The Recorder – New manager at Shelburne Falls Senior Center hopes to make a difference for seniors
SHELBURNE FALLS — Julianne “Juli” Moreno, the center’s new senior manager, distributes take-out meals and gets to know those who frequent the center, but she’s no stranger to the area.
Moreno, 59, started this week after serving as director of adult services for about three years at The United Arc. She replaced former director Amanda Joao, who got her master’s degree and took a job elsewhere.
After graduating from Greenfield High School, the Greenfield native attended Texas Women’s University, where she earned a degree in expressive therapy. She then worked in a Houston jail before returning to Franklin County.
After a few years working at the Center for Human Development, she went back to school at the University of Phoenix and earned her master’s degree in organizational management, choosing this path because she “wanted to influence politics in a bigger way.” .
Moreno, who is married and has a 26-year-old son, said she has close family. Her passion for improving care for the elderly began with caring for her mother, allowing her to stay at home despite illness and death.
Moreno’s interest grew after returning to Massachusetts and running a day program in Holyoke. When that contract ended, she started working for Hawthorne Services, where manager James Callahan, she said, “inspired me.”
“We did a project with UMass called ‘LIFE’, working to teach letter carriers, police – guardians of elders – what to look out for and we worked on a presentation on suicide because the stats are high for men over 70 who commit suicide,” Moreno says.
His commitment was solidified by working with the Center for Human Development.
“Families would come out on the streets and ask me questions,” she said. “It was amazing to me that people didn’t know about the resources available. Sometimes I couldn’t help them, but I always knew where to send them.
Over time, Moreno said she has gained “tremendous respect” for elders.
“Here they are, near the twilight of life, and why are things made more difficult for them?” she says.
When she saw the opening at the Senior Center, Moreno said she “felt in me ‘this is my niche’. I believe so much in making life better for seniors. They laid the groundwork of this whole world.
Moreno has attended several town hall discussions about the future of the center, where discussion continues on forming a West County seniors’ service district between Shelburne, Buckland and Ashfield.

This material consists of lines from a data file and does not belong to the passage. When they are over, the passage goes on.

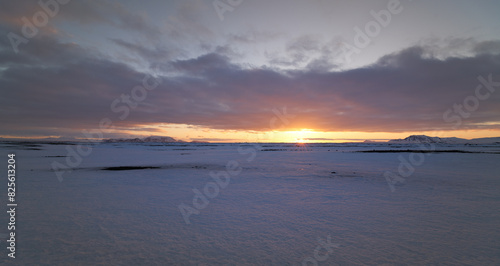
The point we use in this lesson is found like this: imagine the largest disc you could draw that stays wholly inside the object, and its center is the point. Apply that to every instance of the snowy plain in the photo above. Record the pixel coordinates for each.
(273, 211)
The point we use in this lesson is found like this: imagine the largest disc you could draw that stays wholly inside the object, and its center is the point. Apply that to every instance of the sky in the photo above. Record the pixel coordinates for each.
(246, 71)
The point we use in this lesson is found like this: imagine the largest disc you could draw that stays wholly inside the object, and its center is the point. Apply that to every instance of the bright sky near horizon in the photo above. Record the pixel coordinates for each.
(242, 70)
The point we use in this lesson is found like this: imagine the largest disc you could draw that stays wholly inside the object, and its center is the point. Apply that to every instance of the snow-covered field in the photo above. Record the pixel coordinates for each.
(281, 205)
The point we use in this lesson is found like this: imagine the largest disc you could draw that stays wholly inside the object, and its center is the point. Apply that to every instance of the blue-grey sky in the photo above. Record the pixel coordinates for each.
(350, 66)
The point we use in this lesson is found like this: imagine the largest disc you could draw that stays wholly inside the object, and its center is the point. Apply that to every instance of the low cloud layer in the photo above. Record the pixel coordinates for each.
(54, 87)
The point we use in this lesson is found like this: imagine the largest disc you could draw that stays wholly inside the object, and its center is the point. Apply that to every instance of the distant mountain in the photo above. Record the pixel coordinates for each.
(453, 140)
(145, 140)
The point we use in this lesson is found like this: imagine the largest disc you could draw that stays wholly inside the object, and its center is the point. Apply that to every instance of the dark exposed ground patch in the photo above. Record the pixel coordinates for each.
(126, 168)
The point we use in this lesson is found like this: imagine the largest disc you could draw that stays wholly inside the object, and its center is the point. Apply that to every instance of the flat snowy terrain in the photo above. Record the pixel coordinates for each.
(246, 204)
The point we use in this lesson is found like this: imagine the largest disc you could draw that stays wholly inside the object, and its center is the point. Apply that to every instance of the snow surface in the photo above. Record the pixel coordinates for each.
(272, 213)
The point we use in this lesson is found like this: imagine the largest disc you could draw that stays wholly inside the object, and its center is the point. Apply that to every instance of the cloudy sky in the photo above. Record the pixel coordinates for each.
(250, 70)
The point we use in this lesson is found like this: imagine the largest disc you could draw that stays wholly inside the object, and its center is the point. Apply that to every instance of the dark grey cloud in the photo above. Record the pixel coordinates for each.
(57, 88)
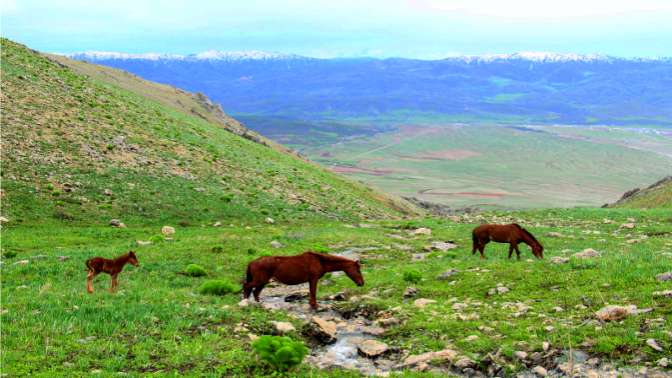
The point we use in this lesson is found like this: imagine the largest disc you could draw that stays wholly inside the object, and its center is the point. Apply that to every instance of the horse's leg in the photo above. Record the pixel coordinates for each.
(114, 283)
(313, 293)
(89, 281)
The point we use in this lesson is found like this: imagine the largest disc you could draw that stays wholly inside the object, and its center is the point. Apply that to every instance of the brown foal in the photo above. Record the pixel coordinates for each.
(112, 267)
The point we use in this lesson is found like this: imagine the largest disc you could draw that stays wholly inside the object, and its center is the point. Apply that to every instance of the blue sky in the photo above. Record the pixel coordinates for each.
(427, 29)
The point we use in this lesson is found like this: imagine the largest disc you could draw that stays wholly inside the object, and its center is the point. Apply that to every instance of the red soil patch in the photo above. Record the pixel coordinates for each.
(443, 155)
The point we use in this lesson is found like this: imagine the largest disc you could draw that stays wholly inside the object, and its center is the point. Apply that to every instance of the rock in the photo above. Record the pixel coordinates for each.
(410, 292)
(424, 358)
(519, 354)
(422, 302)
(559, 260)
(447, 274)
(322, 330)
(664, 293)
(654, 345)
(587, 254)
(372, 348)
(442, 246)
(540, 371)
(167, 230)
(615, 313)
(418, 256)
(283, 327)
(422, 231)
(664, 276)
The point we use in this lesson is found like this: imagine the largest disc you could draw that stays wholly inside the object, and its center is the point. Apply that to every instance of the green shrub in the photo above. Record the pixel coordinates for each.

“I understand the concept,” she noted. “If we remain a consortium or if there is a district, you can get more resources. I’m all about resources.
Moreno is keen to broaden the public’s perception of what a center for the elderly can be.
“How can we partner with people and connect more, and who can we do it with? The other piece is marketing – trying to open up people’s perception of what a senior center might be because it is the community, after all.
One area of interest for Moreno is cyber-justice. She noted that during the pandemic, a “lack of support through existing technology” has been highlighted.
“If an older person doesn’t have a cell phone, for example, they miss some things,” she said, adding that the center has been fortunate to benefit from donations of time, equipment, services and instructions to help remedy this situation. .
“It’s a great thing to teach people how technology can improve their lives,” Moreno continued, mentioning a Zoom session with a representative from Joshua Tree National Park in Palm Desert that attendees found fascinating.
For Moreno, “making those connections and seeing new things” is important. She’s also interested in people seeing that the senior center is theirs and “getting more people involved in creating programs.”
As for the center’s physical home, still under debate, “it would be nice to have a better nest,” Moreno said.
The current home of the Masonic Building on Main Street, with the use of a single floor (more have been offered), is a tight squeeze given the burgeoning elderly population of Ashfield, Buckland and Shelburne.
“You stop paying attention to certain things because you just work with them, but that’s the nest,” Moreno said of the centre. “It’s a place where you should feel safe and comfortable with the other people involved. And it must involve the full participation of all seniors.
She recently learned that there are over 700 people in Ashfield alone who are over 60.
“What are we doing to capture these people? This is the direction to go,” she said.
Moreno hopes to stay at the center until his retirement.
“It really felt like a gift, a position that I earned,” she said. “It (takes into account) everything I’ve learned and am good at.”
She added that she is “trying to be patient” with herself as she learns about the operations of the Senior Center and its members.
“You can’t really influence change without building relationships and partnerships,” she said, “so I have to start there and then hopefully get out the door and make a difference.”